Lazarus’s career is very much the focus of the memoir. By contrast, his early life, from birth through college, is condensed into seven pages. The first and fifth chapters, especially, are very rapid-fire. When he does slow down enough to detail particular scenarios, the dialogue is snappy and the incidents well remembered. For instance, when Lazarus opened his pharmacy, his Uncle Jack, a toy-store owner, butted in with unwelcome advice: “Too small. … Bigger is better, guys. … Gotta expand, Harvey. … Not gonna be successful with a store this size.”
“Nothing underscores the passage of time quite as dramatically as children,” Lazarus observes. At times, though, his children can seem like afterthoughts. Indeed, whole years of their lives are often summed up in a sentence, as in “[Jess and his wife] subsequently moved to Boston, then Detroit and finally divorced while living there.” Two chapter titles refer to family tragedies, chief of which was his first wife’s suicide. Still, even this momentous event merits fewer than five pages, after which the narrative returns to the business world.
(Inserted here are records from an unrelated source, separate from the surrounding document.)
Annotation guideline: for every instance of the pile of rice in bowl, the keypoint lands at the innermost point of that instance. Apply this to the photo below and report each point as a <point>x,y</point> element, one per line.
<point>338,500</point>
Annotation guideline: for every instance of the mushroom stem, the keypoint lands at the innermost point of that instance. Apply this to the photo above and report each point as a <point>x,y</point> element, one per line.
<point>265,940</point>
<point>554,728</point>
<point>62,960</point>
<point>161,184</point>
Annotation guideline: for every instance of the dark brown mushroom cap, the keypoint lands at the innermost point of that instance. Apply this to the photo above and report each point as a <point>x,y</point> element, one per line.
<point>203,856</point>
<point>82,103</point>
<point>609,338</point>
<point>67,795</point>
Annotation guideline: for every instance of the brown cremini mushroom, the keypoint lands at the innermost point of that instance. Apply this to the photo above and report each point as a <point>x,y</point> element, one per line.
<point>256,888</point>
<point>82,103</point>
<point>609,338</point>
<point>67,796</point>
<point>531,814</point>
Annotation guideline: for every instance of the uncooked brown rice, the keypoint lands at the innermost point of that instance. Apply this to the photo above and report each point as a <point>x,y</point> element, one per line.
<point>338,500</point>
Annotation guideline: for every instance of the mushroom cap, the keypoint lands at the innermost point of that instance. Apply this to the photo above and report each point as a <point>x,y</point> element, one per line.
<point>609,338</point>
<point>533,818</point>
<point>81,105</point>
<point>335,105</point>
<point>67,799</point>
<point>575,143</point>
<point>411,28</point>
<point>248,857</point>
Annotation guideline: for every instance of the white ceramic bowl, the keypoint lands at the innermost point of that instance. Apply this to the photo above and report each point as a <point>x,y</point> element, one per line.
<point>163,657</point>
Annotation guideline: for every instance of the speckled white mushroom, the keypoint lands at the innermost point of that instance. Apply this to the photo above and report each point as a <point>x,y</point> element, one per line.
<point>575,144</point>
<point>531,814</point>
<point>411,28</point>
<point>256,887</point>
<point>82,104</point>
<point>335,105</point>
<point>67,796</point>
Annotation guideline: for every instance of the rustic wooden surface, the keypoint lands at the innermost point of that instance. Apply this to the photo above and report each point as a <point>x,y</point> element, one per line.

The relentless focus on Lazarus’s working life means that the book sometimes suffers from an identity crisis. Portions read like a customer service manifesto, with long passages about insurance requirements and business philosophy. It also gives too much space to friendships with clients. More on the author’s family and later-life return to Judaism would be welcome.
The final chapter, “Life Lessons,” seems clichéd (“Do not be afraid to face life’s challenges head on!”), and a careful edit is needed to eliminate typos and inconsistencies in the layout. Still, Lazarus is an engaging narrator. His story should appeal to fans of business-themed autobiographies such as Arianna Huffington’s or Richard Branson’s.